Interpreting the output

Below we use the outputs from Scenario 1 to illustrate the four main figure types produced in cellPhoneDB_results.

cellphonedb heatmap

Interpretation: The heatmap provides an overview of the number of significant interactions between every pair of cell types and is useful for identifying the most communication-active cell pairs.

Suggestion: Use the heatmap to identify the strongest candidate cell pairs first, then inspect the dot plot to examine specific ligand-receptor interactions in detail.

cellphonedb dot plot

Interpretation: The dot plot shows ligand-receptor interactions between the selected cell_type1 and cell_type2. Dot size and color encode interaction strength and significance.

Automatic fallback logic:

  1. If cell_type1 or cell_type2 is missing or invalid, the workflow selects the two most abundant cell types automatically.

  2. If no annotation column is specified, the workflow searches a list of common cell-type column names and uses the first valid match.

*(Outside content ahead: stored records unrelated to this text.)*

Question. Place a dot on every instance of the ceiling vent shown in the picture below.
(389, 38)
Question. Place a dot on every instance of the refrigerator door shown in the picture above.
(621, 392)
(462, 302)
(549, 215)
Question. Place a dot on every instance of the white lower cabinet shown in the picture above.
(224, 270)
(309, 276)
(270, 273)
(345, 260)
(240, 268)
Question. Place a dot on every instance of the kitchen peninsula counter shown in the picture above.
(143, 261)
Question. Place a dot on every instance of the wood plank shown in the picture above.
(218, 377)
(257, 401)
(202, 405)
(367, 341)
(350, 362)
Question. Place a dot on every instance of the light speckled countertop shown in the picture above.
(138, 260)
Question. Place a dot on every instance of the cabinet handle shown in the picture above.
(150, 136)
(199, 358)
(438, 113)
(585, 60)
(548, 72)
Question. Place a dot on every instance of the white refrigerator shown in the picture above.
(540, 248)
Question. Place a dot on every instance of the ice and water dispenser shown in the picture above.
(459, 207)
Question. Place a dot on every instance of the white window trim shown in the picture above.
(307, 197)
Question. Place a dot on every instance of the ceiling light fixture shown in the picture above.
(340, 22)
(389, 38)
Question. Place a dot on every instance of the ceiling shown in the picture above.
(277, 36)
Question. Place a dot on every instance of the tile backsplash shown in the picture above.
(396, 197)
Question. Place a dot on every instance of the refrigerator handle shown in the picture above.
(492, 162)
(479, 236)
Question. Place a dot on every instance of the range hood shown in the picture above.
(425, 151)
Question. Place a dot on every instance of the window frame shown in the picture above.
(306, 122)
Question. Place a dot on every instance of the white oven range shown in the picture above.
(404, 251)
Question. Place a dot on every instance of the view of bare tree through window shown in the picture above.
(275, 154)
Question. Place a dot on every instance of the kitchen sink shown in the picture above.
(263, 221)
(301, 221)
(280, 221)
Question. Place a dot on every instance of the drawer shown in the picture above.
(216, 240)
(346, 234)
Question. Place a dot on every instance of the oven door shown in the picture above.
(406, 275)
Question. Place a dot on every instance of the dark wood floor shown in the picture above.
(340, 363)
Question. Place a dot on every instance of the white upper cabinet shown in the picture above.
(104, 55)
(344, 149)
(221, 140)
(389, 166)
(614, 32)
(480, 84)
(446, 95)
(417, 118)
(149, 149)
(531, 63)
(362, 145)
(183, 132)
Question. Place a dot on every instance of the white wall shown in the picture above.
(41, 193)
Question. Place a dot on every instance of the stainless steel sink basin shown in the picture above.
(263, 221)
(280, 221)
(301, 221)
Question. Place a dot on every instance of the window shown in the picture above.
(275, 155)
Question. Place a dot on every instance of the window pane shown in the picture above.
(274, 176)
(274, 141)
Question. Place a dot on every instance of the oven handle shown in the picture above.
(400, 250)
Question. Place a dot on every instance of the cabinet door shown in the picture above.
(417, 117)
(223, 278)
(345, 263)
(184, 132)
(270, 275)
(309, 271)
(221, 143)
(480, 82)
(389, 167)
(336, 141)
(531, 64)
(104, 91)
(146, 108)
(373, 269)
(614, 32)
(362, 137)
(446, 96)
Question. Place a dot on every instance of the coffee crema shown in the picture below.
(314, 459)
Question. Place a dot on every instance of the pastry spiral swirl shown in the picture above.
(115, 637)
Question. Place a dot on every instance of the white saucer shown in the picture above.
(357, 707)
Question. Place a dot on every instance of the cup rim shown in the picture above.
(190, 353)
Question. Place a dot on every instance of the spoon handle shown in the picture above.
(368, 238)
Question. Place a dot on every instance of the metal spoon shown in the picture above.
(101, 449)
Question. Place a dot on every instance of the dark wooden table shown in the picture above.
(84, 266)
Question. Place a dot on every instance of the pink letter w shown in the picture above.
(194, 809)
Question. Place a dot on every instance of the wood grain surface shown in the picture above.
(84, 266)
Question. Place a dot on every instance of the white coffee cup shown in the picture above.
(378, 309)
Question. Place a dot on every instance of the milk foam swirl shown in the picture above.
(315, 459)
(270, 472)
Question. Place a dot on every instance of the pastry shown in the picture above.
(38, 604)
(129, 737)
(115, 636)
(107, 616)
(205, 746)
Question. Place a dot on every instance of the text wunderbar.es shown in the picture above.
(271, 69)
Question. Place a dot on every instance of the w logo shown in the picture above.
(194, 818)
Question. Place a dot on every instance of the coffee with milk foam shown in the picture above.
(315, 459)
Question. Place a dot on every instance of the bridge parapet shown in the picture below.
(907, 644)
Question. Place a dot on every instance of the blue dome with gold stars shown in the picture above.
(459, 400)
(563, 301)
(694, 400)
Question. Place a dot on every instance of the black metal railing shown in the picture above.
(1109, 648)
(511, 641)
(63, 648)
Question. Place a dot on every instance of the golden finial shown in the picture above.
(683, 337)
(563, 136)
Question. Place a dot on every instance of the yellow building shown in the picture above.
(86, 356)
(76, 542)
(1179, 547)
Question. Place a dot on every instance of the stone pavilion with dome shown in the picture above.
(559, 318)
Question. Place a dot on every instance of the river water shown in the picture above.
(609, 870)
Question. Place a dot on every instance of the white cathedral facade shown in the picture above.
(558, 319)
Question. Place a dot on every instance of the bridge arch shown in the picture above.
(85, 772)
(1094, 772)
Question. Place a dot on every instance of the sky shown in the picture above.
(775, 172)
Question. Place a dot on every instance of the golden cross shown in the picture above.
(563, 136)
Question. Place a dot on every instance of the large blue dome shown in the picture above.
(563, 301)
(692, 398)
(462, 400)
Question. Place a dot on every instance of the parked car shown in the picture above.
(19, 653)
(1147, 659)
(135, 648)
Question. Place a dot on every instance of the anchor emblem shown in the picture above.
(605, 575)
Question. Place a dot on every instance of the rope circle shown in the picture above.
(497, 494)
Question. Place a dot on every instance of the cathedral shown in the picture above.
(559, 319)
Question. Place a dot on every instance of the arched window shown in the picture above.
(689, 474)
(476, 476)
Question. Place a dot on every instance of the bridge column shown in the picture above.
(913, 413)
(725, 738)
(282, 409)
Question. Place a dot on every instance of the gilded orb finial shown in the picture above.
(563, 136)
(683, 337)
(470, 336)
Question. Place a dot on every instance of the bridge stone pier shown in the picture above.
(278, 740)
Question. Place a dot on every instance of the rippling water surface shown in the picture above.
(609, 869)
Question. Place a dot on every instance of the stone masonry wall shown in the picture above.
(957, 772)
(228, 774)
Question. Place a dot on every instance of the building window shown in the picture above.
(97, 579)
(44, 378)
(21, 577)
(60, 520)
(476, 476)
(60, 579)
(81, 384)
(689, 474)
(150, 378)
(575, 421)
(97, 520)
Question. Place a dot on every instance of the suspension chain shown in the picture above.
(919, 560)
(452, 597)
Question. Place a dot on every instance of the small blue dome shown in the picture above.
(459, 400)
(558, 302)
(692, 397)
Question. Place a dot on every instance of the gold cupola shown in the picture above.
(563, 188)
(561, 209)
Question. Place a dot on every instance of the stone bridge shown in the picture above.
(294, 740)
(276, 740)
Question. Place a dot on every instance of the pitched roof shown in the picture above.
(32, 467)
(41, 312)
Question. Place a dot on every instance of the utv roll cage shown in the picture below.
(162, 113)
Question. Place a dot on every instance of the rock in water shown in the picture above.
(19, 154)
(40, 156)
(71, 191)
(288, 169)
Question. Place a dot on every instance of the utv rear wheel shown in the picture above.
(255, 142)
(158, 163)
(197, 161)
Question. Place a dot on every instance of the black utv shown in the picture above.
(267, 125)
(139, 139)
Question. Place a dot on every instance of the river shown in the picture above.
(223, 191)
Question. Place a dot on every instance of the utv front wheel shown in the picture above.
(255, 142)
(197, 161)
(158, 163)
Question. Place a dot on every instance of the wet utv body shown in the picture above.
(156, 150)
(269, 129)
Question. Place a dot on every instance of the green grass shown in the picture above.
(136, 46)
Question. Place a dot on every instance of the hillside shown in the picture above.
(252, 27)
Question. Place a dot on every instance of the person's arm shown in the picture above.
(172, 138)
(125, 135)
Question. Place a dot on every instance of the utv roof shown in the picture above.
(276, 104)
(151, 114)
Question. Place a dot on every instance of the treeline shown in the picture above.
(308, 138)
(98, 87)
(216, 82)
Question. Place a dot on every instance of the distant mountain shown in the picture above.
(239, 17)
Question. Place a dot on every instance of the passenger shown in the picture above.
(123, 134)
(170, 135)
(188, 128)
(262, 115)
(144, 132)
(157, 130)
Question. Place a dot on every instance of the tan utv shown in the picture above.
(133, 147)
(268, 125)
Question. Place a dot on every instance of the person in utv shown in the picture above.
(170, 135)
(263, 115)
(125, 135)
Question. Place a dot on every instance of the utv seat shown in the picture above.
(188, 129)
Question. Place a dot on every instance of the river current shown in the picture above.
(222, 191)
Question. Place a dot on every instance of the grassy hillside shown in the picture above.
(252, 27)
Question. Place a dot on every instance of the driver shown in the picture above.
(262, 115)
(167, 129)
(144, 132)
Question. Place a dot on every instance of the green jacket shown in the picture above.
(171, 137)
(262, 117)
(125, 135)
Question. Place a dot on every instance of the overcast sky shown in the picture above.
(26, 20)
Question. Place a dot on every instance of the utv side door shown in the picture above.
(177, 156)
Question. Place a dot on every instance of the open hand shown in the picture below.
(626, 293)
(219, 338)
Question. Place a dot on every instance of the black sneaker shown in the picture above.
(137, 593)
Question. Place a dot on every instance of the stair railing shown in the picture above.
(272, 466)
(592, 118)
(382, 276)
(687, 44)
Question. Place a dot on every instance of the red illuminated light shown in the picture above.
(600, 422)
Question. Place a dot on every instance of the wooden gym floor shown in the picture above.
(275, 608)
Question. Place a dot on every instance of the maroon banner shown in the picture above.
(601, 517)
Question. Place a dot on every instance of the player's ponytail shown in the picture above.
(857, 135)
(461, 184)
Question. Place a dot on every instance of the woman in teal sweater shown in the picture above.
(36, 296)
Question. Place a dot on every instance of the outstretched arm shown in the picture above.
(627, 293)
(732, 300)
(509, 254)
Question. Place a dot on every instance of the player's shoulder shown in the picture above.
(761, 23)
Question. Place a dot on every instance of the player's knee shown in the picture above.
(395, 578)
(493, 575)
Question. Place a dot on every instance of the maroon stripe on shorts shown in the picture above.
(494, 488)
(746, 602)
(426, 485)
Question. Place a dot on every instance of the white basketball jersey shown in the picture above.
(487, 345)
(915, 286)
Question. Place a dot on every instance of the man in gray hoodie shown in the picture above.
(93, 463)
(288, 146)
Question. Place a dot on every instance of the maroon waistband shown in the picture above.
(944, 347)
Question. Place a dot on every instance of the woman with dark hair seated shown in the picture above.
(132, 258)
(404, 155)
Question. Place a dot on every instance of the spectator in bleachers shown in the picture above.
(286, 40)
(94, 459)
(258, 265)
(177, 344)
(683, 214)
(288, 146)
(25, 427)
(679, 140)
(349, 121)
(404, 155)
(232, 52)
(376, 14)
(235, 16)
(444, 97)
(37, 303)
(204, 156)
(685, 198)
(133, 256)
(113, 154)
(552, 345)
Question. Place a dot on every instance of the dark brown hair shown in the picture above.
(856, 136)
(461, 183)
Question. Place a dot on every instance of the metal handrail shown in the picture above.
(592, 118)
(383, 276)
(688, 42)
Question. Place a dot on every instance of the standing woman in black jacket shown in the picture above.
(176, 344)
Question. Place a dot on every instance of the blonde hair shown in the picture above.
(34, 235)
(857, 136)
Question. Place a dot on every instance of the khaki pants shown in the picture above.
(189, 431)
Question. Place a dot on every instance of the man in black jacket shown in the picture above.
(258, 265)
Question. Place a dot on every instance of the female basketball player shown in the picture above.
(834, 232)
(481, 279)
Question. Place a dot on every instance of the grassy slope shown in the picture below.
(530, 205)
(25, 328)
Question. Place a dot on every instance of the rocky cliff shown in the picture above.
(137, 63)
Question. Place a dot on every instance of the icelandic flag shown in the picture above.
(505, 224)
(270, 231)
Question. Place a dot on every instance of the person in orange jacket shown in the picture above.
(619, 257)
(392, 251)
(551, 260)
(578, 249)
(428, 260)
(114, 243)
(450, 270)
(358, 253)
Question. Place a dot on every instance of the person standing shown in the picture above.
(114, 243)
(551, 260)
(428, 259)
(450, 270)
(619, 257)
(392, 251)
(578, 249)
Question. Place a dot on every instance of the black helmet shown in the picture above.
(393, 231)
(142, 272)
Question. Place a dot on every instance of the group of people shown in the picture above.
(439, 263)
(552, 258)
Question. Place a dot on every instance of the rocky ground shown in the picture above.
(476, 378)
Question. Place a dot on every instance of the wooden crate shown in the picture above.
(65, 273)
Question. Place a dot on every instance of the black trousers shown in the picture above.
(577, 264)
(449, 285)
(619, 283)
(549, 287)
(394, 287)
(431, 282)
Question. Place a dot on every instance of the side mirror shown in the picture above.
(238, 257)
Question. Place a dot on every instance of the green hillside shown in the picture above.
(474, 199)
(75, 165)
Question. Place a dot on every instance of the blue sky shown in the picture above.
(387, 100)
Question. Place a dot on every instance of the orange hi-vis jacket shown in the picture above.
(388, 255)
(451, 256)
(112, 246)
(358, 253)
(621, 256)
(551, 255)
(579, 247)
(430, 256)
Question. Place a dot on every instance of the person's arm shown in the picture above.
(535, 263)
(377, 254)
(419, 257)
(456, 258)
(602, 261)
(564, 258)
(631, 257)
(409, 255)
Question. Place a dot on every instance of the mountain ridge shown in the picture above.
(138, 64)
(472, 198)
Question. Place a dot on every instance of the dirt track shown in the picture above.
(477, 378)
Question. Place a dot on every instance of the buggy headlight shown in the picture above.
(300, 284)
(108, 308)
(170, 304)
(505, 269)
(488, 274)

cellphonedb gene family dot plot

Interpretation: This figure focuses on one signaling family, such as chemokines, th1, or th2, and is useful for mechanism-oriented follow-up analysis.

Automatic fallback logic: If gene_family is missing or unsupported, the workflow defaults to chemokines.

cellphonedb chord plot

The built-in visualization covers the most common summary figures. For more customized presentation, you can continue with the official cellPhoneDB ecosystem, for example by using cellphonedbviz.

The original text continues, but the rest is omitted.